Are men victims of porn, too?

There are more than 52 million pornographic web pages registered in Britain – making it the third-biggest host of internet porn in the world.
MetaCert/The Sunday Times

In the UK five prisons have been dedicated solely to housing sex offenders. The rate of convictions has doubled in a decade, and there are thought to be a further 50,000 people at large viewing illegal images of child abuse on the web. These men were not born monsters. The typical trajectory of an online paedophile begins when a man looking at legal porn finds himself aroused by images of young-looking girls (many supposedly “18 and legal” sites feature girls who look prepubescent). Click, click, click – the man, previously unaware of his own desires, goes from grown women to “barely legal”, to child porn. Around 15% of men who look at child porn go on to commit physical abuse. If they are found out society will never trust them again. They may lose their jobs, families and friends. This is what internet porn does for men: “grooms them into criminality, abuse and damned lives”. (Janice Turner, The Times, London).

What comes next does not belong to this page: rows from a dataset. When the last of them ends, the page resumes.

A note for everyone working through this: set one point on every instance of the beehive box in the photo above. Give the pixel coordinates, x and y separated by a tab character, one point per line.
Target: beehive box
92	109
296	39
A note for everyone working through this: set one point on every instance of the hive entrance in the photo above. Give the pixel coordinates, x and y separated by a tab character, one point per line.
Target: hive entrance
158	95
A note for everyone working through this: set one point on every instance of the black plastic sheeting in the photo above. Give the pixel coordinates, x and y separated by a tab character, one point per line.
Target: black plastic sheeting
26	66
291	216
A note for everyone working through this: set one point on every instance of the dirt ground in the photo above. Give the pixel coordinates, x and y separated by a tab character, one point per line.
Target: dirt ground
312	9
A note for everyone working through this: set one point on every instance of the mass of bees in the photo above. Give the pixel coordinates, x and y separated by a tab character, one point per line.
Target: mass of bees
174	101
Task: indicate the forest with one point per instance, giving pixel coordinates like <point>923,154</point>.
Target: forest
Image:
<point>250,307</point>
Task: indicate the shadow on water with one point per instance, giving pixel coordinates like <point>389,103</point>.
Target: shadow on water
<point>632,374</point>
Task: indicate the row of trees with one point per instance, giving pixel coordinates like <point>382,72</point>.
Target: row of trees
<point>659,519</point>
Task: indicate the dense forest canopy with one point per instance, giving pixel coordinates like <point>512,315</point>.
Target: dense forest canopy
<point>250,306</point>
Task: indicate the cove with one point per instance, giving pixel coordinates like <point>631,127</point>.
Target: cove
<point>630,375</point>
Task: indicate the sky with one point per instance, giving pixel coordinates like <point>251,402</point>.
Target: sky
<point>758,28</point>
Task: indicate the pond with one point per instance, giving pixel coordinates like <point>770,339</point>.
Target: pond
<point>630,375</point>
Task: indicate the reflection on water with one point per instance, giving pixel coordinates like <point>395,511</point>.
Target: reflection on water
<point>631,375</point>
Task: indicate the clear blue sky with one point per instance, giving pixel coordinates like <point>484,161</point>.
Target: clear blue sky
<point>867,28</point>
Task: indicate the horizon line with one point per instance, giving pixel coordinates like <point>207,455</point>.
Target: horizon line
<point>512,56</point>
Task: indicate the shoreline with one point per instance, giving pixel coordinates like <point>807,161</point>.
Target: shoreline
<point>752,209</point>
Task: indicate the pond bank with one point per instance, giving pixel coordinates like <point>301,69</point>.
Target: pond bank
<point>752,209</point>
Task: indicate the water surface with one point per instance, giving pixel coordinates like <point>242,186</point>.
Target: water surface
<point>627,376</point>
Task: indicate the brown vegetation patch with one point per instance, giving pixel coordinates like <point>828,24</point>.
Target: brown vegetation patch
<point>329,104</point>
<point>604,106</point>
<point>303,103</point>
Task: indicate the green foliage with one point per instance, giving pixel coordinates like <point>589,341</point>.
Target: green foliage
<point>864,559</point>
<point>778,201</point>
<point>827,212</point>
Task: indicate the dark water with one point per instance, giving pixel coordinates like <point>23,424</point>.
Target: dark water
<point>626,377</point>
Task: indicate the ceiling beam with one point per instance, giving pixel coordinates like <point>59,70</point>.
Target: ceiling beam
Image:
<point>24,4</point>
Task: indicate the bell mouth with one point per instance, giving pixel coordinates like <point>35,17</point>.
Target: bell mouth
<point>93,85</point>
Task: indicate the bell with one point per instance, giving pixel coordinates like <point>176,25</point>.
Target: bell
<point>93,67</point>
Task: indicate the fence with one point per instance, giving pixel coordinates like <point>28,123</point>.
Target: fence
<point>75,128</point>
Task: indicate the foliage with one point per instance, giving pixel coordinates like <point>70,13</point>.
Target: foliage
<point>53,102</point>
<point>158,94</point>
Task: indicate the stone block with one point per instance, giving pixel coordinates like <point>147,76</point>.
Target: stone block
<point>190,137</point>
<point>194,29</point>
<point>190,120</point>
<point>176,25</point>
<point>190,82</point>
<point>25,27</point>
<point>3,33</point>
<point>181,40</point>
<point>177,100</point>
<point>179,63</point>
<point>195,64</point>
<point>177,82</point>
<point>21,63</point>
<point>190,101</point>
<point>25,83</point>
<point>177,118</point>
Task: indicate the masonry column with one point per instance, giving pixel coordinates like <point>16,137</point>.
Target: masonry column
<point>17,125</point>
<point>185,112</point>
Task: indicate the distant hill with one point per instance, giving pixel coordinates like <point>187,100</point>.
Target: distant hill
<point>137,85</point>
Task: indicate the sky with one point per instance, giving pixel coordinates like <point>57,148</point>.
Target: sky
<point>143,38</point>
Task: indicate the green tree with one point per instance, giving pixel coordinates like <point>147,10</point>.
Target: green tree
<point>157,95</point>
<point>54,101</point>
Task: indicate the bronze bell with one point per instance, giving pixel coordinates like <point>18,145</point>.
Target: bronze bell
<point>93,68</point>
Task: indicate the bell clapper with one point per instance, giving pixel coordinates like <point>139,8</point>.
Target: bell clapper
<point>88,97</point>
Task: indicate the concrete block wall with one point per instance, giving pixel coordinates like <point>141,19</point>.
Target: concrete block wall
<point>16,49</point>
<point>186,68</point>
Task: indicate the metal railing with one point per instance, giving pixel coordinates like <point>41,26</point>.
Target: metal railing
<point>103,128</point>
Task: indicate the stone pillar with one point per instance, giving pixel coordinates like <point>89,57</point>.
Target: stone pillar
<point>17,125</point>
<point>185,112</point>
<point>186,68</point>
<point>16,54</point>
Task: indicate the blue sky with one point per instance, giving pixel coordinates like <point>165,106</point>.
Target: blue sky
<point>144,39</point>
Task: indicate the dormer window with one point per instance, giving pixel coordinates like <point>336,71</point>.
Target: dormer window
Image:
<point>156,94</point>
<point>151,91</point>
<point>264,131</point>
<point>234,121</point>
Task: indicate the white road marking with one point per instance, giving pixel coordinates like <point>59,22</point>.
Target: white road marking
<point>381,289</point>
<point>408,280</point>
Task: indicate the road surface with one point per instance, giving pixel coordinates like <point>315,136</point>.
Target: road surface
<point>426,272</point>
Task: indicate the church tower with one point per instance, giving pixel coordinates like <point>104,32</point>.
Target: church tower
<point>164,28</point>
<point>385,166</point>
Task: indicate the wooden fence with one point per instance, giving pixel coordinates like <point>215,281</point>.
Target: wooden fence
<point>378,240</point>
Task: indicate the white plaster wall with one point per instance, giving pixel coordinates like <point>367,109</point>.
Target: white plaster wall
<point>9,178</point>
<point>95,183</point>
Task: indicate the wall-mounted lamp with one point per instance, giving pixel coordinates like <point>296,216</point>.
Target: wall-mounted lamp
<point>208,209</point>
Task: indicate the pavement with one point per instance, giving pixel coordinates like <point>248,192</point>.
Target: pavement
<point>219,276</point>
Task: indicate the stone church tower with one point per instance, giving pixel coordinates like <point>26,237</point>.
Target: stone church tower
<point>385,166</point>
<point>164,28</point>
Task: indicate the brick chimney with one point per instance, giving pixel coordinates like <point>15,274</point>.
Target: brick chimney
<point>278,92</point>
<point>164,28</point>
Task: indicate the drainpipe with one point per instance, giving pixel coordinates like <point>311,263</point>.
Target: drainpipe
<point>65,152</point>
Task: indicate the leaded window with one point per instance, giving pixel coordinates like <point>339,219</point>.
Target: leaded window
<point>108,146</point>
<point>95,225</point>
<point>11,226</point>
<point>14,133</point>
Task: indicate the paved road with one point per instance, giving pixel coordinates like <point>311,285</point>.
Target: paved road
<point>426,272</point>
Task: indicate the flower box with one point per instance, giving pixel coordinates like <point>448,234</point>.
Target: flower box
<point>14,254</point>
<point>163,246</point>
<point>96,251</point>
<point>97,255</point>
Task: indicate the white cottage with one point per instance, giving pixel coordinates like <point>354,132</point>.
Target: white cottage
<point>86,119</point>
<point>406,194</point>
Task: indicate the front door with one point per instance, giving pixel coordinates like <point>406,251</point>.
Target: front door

This raises the issue of free will. Looking at child porn is a choice that most of us don’t make and, if we did, would find grubby and distasteful. Epicureans, with more wholesome and useful things to do do not waste their time on it.

The above article deals with child porn, but I can’t understand why, in the name of so-called “freedom of speech”, we allow any form of porn on the internet, (where, incidentally, it is watched by a majority of young kids). Have we lost our moral bearings altogether? Or is porn supported so stoutly by influential men and politicians who partake themselves? Why else should this stuff not be totally banned?